Il primo quasi lo investo.
Sterzo a sinistra per puro istinto, sfioro l’ostacolo che mi taglia fiato e carreggiata, mentre il
controllo elettronico di trazione della Jeep mi evita l’uscita di strada. Governo l’auto, dopo lo
slalom tortuoso, togliendo il piede dall’acceleratore e sfiorando appena il freno. Lancio
un’occhiata allo specchietto retrovisore per cercare di capire cos’ho evitato.
I fari non hanno fatto in tempo a illuminarlo. Era grande come uno pneumatico, più o meno,
ma metallico e frastagliato. Nel buio della stradina di periferia non sono riuscito a capire, manco
a intuire, la sagoma.
Rallento fino a fermarmi, m’aggrappo al volante, nocche bianche, muscoli in tensione, e riprendo
fiato, i battiti del cuore scardinano la cassa toracica.
Non era umano o animale, questo è certo, ma non so se quest’informazione può essermi d’aiuto.
Forse dovrei tornare indietro a controllare. È tardi, non transita nessuno, però potrei evitare che
il primo automobilista assonnato, considerata l’ora, passi un guaio.
Aziono le quattro frecce e giro la testa per guardare meglio, ma attraverso il lunotto la strada buia
sembrerebbe libera.
Cerco di ricostruire nella mia mente e mi guizza subito un particolare importante: quella cosa,
non so come definirla, quella cosa non mi ha attraversato la strada; quella cosa piombava
dall’alto. Sì, ne sono abbastanza certo.
Mentre mi sforzo di ricordare, mentre cerco di mettere a fuoco, mentre mi concentro sui dettagli,
si scatena l’inferno.
È un attimo. Proiettili luminosi precipitano dal cielo, brecciolino invisibile colpisce la Jeep, una
detonazione prolungata scuote i finestrini. Riesco a seguire la traiettoria dei frammenti infuocati
che cadono nella notte e rotolano sull’asfalto. Hanno origine da un bagliore in alto, nel cielo
notturno. Cade la volta celeste, piovono pezzi di firmamento, una lamiera grande come una vela
abbatte il segnale di limite di velocità qualche centinaio di metri più avanti, una cartellone
pubblicitario di un mobilificio della zona è tempestato da mitragliate invisibili.
Mi lancio sul sedile passeggero, la cintura di sicurezza scatta e mi strangola, la sgancio e riprovo
ad abbassarmi, questa volta ci riesco e mi schiaccio sulla tappezzeria di pelle della Jeep, stringendo
le mani sulla testa. Chiudo gli occhi e prego che finisca presto.

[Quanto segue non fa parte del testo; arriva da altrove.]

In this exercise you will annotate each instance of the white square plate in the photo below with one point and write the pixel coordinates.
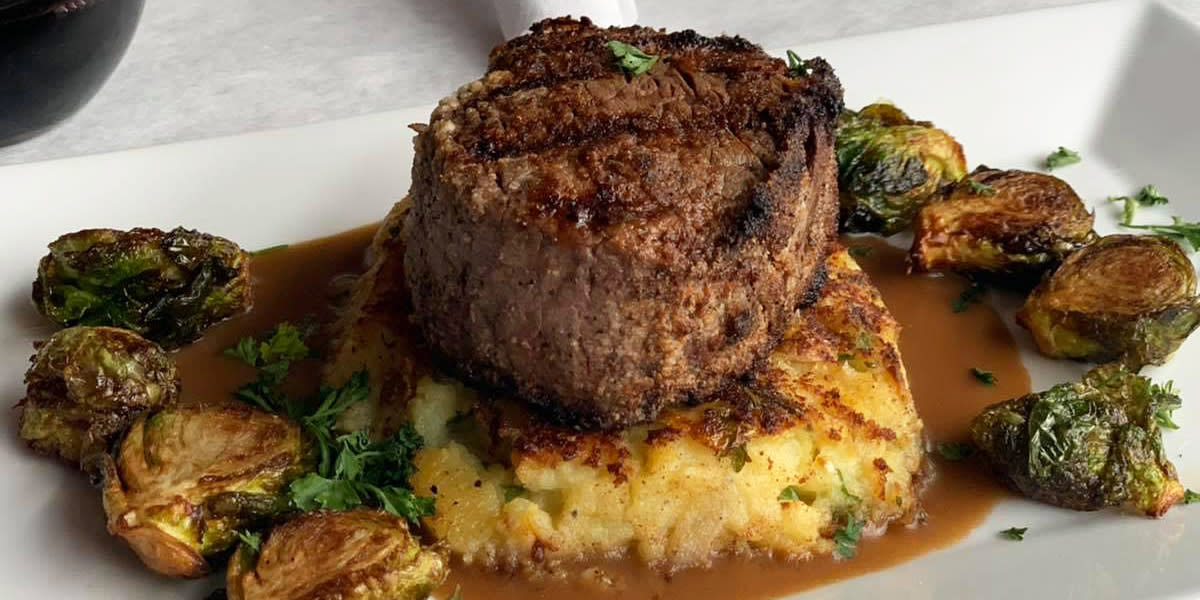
(1117, 82)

Altri corpi percuotono il tettuccio dell’auto, grandine di proporzioni mastodontiche, il turbine
attraversa lo spazio, qualsiasi cosa sia sento che si sfracella a terra, spiana il bosco, solca il terreno
fino ad arrestarsi, qualche centinaio di metri più in là, o forse qualche chilometro.
Poi di colpo il silenzio.
E il borbottio regolare del motore al minimo della Jeep.
E qualche crepitio in lontananza.
Riprendo fiato e riapro gli occhi.
Non so cos’è giusto fare, se è prudente rimanere immobile accucciato o se è meglio uscire
dall’auto.
Mi sollevo a sedere senza pensare, guidato più dalla curiosità che dal coraggio.
Fuori è buio, a parte i bagliori delle fiamme, nel bosco in fondo alla spianata, gli alberi piegati, i
rami incendiati.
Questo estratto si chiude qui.